1.       Het college heeft op 26 oktober 2017 een aanvraag ontvangen van [vergunninghouder] voor een omgevingsvergunning voor het realiseren van een honden- en kattenpension bij de woning aan de [locatie 1] te Baexem. Het college heeft op 8 januari 2019 een omgevingsvergunning verleend voor het gebruiken van gronden of bouwwerken in strijd met het bestemmingsplan als bedoeld in artikel 2.12, eerste lid, onder a, en onder 3, van de Wet algemene bepalingen omgevingsrecht (hierna: Wabo).

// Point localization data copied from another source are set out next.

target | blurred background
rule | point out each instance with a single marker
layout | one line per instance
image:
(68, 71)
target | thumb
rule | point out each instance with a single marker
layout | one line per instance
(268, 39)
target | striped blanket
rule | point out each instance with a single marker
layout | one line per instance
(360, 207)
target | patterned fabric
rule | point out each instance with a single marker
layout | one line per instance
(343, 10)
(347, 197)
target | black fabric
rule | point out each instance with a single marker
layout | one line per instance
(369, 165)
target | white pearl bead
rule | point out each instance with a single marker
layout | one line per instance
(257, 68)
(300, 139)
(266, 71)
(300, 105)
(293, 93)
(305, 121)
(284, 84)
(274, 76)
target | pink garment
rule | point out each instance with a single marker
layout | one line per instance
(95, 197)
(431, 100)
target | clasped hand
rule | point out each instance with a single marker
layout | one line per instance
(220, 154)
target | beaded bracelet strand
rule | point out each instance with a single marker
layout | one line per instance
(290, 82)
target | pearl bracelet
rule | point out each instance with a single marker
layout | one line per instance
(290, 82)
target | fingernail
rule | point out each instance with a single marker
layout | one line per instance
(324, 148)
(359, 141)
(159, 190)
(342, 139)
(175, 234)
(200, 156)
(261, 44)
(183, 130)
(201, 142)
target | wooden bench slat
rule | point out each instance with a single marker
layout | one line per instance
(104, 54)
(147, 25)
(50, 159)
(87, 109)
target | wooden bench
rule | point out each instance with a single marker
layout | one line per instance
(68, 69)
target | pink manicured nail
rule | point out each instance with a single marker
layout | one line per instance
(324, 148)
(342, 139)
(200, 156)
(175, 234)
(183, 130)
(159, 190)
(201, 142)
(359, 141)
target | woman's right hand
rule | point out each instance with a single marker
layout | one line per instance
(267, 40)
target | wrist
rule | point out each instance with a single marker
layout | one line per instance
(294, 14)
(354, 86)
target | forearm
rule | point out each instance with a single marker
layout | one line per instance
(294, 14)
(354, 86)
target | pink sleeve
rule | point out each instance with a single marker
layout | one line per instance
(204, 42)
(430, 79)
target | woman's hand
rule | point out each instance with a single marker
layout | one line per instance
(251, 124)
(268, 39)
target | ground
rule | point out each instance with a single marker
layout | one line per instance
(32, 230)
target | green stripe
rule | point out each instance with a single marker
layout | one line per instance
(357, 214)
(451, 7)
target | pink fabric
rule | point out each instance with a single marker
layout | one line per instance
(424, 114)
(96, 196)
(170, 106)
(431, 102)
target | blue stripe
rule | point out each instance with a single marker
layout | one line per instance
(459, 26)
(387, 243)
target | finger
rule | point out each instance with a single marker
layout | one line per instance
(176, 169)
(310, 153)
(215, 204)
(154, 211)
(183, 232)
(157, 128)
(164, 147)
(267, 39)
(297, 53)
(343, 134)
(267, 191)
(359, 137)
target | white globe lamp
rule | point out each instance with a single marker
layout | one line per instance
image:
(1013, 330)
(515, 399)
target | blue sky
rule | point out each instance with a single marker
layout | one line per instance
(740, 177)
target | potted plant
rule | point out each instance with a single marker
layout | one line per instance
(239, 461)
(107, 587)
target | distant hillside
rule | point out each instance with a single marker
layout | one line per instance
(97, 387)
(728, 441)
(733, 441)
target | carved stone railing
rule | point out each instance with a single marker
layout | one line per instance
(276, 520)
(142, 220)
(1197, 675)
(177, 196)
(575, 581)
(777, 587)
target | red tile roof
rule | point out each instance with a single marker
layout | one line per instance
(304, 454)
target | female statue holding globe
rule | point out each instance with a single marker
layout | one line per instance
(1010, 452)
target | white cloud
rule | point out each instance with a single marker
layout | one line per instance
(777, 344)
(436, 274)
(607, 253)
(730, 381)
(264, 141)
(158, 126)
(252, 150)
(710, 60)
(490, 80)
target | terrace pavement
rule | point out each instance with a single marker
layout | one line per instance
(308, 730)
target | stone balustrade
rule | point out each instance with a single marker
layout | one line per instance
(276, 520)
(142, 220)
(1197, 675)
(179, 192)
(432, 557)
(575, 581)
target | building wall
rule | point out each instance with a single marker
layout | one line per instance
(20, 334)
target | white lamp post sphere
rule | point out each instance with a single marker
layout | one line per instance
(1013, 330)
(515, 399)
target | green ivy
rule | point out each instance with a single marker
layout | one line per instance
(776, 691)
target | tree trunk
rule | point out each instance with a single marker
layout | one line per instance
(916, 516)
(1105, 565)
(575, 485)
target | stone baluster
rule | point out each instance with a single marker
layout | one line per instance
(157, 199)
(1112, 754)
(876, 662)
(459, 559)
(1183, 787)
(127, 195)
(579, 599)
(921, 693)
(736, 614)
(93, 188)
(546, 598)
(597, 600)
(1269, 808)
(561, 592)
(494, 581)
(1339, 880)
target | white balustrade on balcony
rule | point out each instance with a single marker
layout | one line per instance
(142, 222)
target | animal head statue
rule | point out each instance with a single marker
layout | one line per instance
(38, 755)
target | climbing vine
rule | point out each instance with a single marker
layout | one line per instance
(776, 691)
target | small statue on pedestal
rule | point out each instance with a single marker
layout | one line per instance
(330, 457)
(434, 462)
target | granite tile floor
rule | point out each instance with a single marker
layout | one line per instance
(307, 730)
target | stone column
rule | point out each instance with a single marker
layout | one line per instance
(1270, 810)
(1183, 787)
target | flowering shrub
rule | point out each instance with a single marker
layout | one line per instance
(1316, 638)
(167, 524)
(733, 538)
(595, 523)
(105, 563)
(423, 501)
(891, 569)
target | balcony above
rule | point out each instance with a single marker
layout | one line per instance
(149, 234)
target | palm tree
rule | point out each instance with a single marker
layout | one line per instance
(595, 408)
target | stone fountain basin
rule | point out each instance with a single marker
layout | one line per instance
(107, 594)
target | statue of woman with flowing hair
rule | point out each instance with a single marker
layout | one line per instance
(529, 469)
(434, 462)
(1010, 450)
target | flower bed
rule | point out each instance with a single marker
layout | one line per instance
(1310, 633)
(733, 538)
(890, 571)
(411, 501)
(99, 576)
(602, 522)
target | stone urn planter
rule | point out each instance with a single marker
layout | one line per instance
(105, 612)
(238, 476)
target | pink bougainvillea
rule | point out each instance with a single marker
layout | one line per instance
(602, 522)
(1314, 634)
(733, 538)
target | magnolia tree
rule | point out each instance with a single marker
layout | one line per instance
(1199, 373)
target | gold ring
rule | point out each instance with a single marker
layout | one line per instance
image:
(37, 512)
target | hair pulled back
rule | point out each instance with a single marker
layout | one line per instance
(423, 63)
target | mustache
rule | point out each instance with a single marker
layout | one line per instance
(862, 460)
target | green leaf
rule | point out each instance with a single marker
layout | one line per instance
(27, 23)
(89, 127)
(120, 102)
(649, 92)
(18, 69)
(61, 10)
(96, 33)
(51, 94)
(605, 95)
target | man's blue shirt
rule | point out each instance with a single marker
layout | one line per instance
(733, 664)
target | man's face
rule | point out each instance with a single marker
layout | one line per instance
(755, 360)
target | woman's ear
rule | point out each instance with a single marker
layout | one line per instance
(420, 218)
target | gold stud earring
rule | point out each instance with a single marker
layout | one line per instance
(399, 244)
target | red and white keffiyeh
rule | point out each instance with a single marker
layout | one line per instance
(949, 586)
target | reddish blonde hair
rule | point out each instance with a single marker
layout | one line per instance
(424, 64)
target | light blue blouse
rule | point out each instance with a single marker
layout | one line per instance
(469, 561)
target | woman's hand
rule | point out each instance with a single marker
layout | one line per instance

[appellant] is eigenaar van het naastgelegen perceel [locatie 2] te Baexem en vreest dat zijn theaterhoeve en groepsaccommodatie geluidoverlast zullen ondervinden van het honden- en kattenpension.

Aangevallen uitspraak

2.       De rechtbank heeft in de uitspraak overwogen dat, hoewel duidelijk was dat bij de ruimtelijke onderbouwing geen rekening is gehouden met het verzet dat aan de kant van [appellant] bestaat, dat niet leidt tot de conclusie dat de onderhavige omgevingsvergunning niet had mogen worden verleend.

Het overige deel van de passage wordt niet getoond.